Well, Hannah, I am glad to see you looking so cheerful; how are you getting on?"

"O! sir," replicd Hannah to the minister, half frightened to think of his sitting down in the kitchen to talk with her, "I never felt so happy in my heart before, in all my life. It's like a room, sir, all swept out and dusted, and the furniture rubbed and put to rights."

The pastor smiled, well pleased with her homely but apt illustration. "You find, then," he said, "that Christ supports you under every trial."

Hannah tried to speak, but the fast-coming tears choked her, and, for a moment, she laid her head upon the table and wept.

"Forgive me, sir," she at length found voice to say, "indeed I do find His support; but O, sir! to hear His blessed name reviled; to hear His blessed Gospel made sport of; I am very hard tried, sir, very hard tried; nobody loves Jesus in this household."
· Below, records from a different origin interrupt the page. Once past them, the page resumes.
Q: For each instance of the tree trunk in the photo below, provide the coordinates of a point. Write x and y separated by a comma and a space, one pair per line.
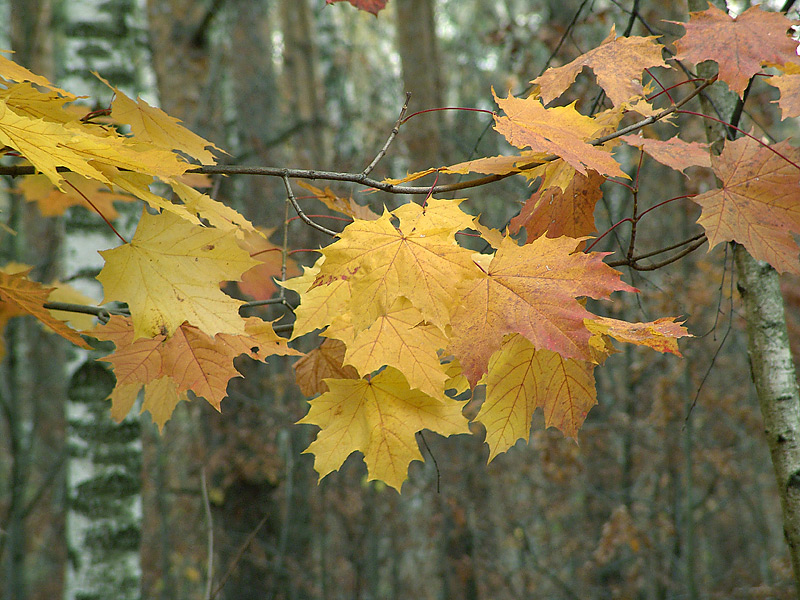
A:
771, 365
104, 492
416, 43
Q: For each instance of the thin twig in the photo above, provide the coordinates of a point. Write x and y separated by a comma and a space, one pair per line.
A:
239, 553
672, 259
210, 525
299, 210
392, 135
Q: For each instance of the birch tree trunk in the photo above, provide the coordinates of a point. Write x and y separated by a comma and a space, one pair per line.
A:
771, 365
104, 513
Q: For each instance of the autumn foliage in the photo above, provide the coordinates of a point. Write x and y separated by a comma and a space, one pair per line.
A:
413, 320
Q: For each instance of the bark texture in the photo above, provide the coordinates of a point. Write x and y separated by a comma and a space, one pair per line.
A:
774, 376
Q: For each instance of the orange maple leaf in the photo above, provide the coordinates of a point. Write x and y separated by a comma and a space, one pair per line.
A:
561, 131
401, 339
21, 296
522, 379
617, 62
324, 362
345, 206
674, 153
190, 359
152, 125
740, 45
758, 204
379, 418
555, 212
661, 334
531, 290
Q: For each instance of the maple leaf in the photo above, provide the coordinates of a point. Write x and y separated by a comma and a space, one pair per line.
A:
758, 204
170, 273
379, 418
320, 305
11, 71
660, 334
153, 126
419, 259
521, 379
24, 99
740, 45
555, 212
324, 362
617, 62
216, 213
190, 359
138, 185
50, 145
399, 339
21, 296
674, 153
344, 206
562, 131
370, 6
531, 290
52, 202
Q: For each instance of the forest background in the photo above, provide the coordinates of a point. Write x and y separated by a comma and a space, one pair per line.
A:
670, 493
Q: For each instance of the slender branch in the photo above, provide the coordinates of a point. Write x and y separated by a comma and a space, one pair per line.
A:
238, 557
300, 212
392, 135
210, 526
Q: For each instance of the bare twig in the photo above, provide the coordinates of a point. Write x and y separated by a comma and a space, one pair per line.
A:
392, 135
299, 210
239, 553
210, 526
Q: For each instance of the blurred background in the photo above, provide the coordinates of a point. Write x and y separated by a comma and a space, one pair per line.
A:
669, 493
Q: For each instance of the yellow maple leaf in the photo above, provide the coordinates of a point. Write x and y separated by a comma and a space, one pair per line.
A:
522, 378
52, 202
399, 339
216, 213
379, 418
49, 145
170, 273
418, 259
660, 334
319, 305
152, 125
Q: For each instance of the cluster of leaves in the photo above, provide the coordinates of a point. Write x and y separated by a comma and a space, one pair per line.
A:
412, 319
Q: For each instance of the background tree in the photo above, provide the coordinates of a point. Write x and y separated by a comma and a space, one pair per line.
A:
641, 496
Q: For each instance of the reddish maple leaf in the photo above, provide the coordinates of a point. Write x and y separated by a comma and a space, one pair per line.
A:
531, 290
617, 62
370, 6
674, 153
740, 46
323, 362
562, 131
758, 204
558, 213
189, 358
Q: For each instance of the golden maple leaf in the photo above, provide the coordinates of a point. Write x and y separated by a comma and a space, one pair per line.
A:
521, 379
379, 418
170, 273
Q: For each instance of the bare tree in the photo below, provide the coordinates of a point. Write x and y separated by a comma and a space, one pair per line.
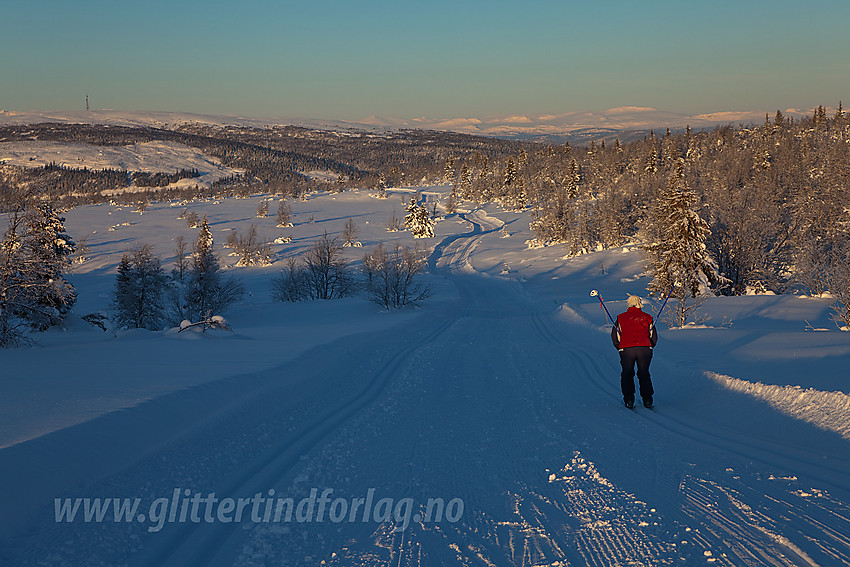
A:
349, 233
140, 290
284, 214
327, 274
252, 249
289, 284
392, 276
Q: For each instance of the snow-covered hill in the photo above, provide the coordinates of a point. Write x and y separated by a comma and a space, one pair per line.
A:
579, 126
497, 402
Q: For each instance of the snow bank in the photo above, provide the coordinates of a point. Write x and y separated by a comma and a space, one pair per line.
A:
827, 410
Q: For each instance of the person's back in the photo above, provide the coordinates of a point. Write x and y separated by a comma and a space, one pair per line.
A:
634, 335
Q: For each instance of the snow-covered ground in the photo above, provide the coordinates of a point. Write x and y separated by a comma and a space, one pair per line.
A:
148, 157
495, 403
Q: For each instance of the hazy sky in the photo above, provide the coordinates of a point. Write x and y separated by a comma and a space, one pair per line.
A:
437, 58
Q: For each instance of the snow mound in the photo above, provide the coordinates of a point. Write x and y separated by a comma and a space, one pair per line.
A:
827, 410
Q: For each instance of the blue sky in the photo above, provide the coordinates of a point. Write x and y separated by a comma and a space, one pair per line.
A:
349, 59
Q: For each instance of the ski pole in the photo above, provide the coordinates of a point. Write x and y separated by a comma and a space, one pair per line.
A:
594, 293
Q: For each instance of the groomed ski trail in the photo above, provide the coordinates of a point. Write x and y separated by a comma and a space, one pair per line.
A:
495, 402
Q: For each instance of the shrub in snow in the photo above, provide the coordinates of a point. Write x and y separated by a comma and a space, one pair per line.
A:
392, 276
34, 254
284, 213
214, 322
290, 284
322, 274
251, 249
139, 294
349, 233
327, 275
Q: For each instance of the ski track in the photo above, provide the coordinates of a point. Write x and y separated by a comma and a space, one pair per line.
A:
532, 437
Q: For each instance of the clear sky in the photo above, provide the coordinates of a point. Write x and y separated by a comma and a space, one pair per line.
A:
341, 59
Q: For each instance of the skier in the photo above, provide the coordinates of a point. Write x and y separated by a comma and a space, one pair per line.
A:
634, 335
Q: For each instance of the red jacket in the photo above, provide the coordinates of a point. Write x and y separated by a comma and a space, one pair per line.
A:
634, 328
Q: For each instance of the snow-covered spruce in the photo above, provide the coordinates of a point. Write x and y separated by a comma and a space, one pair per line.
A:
34, 254
418, 220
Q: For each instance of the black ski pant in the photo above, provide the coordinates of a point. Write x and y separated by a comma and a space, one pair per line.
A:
628, 357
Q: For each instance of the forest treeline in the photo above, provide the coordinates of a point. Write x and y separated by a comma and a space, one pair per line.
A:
776, 197
274, 160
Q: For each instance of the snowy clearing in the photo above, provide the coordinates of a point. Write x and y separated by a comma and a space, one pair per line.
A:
496, 402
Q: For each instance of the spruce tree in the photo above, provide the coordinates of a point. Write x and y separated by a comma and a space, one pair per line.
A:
418, 221
207, 292
140, 290
679, 260
34, 255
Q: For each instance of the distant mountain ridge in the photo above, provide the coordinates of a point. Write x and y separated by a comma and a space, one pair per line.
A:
625, 123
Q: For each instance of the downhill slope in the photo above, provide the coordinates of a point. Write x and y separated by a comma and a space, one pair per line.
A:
505, 400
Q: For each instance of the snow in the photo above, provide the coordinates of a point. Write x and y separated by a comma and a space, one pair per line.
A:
501, 390
149, 157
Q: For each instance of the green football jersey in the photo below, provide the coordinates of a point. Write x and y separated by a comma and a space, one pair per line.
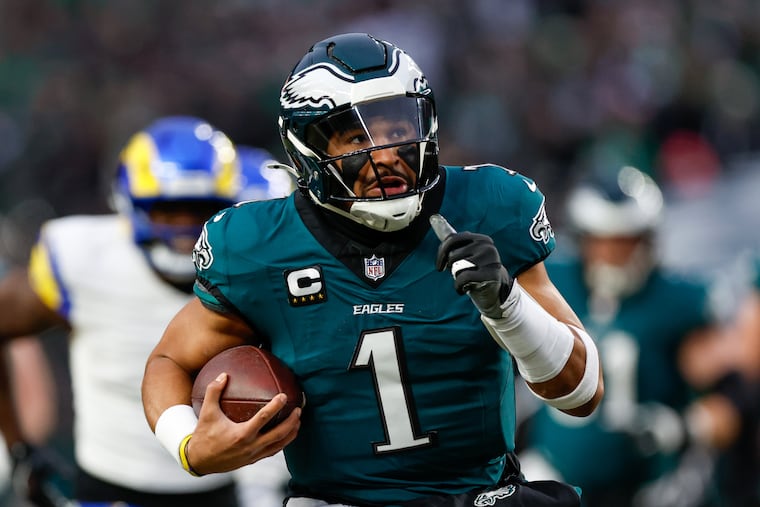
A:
638, 348
407, 394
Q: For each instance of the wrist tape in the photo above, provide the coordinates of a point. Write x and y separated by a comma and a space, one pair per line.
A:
541, 346
173, 427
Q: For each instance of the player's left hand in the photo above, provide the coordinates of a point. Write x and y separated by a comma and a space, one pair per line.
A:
475, 265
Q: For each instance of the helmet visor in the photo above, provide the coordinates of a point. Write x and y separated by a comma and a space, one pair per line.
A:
376, 150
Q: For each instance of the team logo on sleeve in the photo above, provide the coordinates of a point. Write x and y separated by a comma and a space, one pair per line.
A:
491, 497
306, 286
202, 256
541, 229
374, 267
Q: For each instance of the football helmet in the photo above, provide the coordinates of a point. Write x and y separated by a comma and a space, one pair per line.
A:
625, 208
175, 161
628, 204
262, 175
345, 86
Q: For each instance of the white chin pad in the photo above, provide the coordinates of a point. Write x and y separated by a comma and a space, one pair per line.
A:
387, 216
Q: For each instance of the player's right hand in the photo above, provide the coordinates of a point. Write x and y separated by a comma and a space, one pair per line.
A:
34, 469
475, 265
221, 445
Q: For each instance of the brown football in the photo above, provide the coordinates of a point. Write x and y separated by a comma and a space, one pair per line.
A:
255, 376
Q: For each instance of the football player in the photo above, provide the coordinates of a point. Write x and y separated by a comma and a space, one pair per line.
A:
648, 322
408, 382
262, 484
115, 281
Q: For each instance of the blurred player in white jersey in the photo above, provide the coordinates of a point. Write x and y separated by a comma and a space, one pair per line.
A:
115, 281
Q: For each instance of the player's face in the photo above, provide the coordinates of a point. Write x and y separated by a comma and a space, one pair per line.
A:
390, 170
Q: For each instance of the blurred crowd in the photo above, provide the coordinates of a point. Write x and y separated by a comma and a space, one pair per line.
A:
548, 88
553, 89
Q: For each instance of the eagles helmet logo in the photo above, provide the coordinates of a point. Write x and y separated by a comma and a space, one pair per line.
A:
324, 85
202, 256
541, 229
490, 497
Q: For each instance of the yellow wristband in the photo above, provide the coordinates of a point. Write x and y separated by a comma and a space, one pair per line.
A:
183, 456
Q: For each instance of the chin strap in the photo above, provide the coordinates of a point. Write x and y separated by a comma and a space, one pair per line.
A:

Little by little she narrated her griefs, in a low, sorrowful tone, and as the sympathising pastor heard, his eyes glistened with emotion. He was an old man, stately and grey-haired; and he thought to himself, in all his long life he had not met with a character so heroic as that of this poor servant girl, uneducated, yet expressing herself with peculiar ease; obviously unrefined by nature, but bearing herself with a simplicity and dignity that became the profession of the Gospel of Christ. From day to day, from morning until night, the coarsest allusions were made to her religion; jokes were played upon her, which, as she truly said, would once have set her mad with temper; yet she never retaliated, following the example of the Holy One, "like sheep before her shearers, she was dumb." My daughter," said the pastor, with a smile of encouragement, "do you know that your case is made a special one in the Bible? Did you know that the blessed lips of Christ had pronounced a decision in your favour?"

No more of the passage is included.